Aug 31, 2023
Modeling acute visceral pain in adult zebrafish
Forked from Modeling acute visceral pain in adult zebrafish
- 1Federal University of Santa Maria;
- 2Pontifícia Universidade Católica do Rio Grande do Sul - PUCRS
Protocol Citation: Denis Rosemberg, Fabiano Costa 2023. Modeling acute visceral pain in adult zebrafish. protocols.io https://dx.doi.org/10.17504/protocols.io.kxygx3ywog8j/v1
Manuscript citation:
Costa FV, Rosa LV, Quadros VA, Santos ARS, Kalueff AV, Rosemberg DB. (2019) Understanding nociception-related phenotypes in adult zebrafish: Behavioral and pharmacological characterization using a new acetic acid model. Behav Brain Res. 359, 570-578. https://doi.org/10.1016/j.bbr.2018.10.009
License: This is an open access protocol distributed under the terms of the Creative Commons Attribution License, which permits unrestricted use, distribution, and reproduction in any medium, provided the original author and source are credited
Protocol status: Working
We use this protocol and it's working
Created: August 30, 2023
Last Modified: August 31, 2023
Protocol Integer ID: 87180
Keywords: zebrafish, nociception, acute abdominal pain, abnormal body curvature, acetic acid, pharmacological manipulations, opioid system, analgesic properties
Abstract
This protocol describes a reliable procedure for assessing acute pain responses in adult zebrafish (Danio rerio) based on the abdominal writhing-like phenotype following a single intraperitoneal injection of acetic acid.

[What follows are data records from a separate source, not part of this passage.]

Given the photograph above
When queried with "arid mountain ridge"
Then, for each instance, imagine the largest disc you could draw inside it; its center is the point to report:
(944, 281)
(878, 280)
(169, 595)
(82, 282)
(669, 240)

The method is an inexpensive, fast, and easy-to-use protocol for measuring pain-like responses in adult zebrafish. The protocol involves five steps: analyses of baseline behavior, drug injection, post-injection recordings of behavior, euthanasia, and data analyses/interpretation. Intraperitoneal injection of 2.5–5.0% acetic acid elicits a robust pain-like behavior by changing zebrafish body curvature, which can be easily quantified using freely available imaging software. This response is sensitive to pharmacological manipulations, as morphine prevents altered body curvature, while naloxone blocks these effects. Pretreatment with diclofenac sodium (a non-steroidal anti-inflammatory drug commonly used as an analgesic) also prevents writhing-like behavior. Demonstrating high predictive and face validity, this unbiased protocol can be performed over the course of ~2 days, enabling a reliable assessment of acute pain-like responses in zebrafish, thus fostering in-depth analyses of complex pain-related mechanisms and anti-pain drug discovery.
Guidelines
Strikingly paralleling the abdominal constriction writhing-like response observed in rodents, the present protocol (Fig. 1) is easy-to-use, inexpensive, and does not require complex trials or sophisticated automated tools. Specifically, a single acetic acid administration (2.5–5.0%, i.p.) elicits overt changes in zebrafish body posture that persist for 30 min after injection. This phenotype can be easily analyzed using freely available software (e.g., Image J) for Windows, Mac OS X, and Linux systems, and can also be complemented with automated video-tracking tools (e.g., Any-MazeTM, Stoelting, CO and/or NOLDUS EthoVision XT, Wageningen, Netherlands) to assess other relevant zebrafish behaviors, as locomotion and exploration. Albeit sensitive and unbiased, the protocol has limitations to be considered for further refining and model development. For example, the present protocol is based on a relatively narrow (2.5–5.0%) range of algogenic (acetic acid) response that affects the body curvature. Our pilot experiments using 7.0% of acetic acid unaltered body curvature (vs. 5.0%) but caused a high (~50%) mortality rate. Furthermore, a highly trained researcher is needed to perform an i.p. injection, because if poorly performed, it may induce unwanted side-effects, including such non-specific phenotypes as hyperactivity, corkscrew swimming or and/or the loss of posture (ataxia). The ability of other chemicals (beyond acetic acid) to evoke the observed writhing-like responses also merits further testing. Finally, potential individual, and/or strain differences in nociception merits further scrutiny in zebrafish.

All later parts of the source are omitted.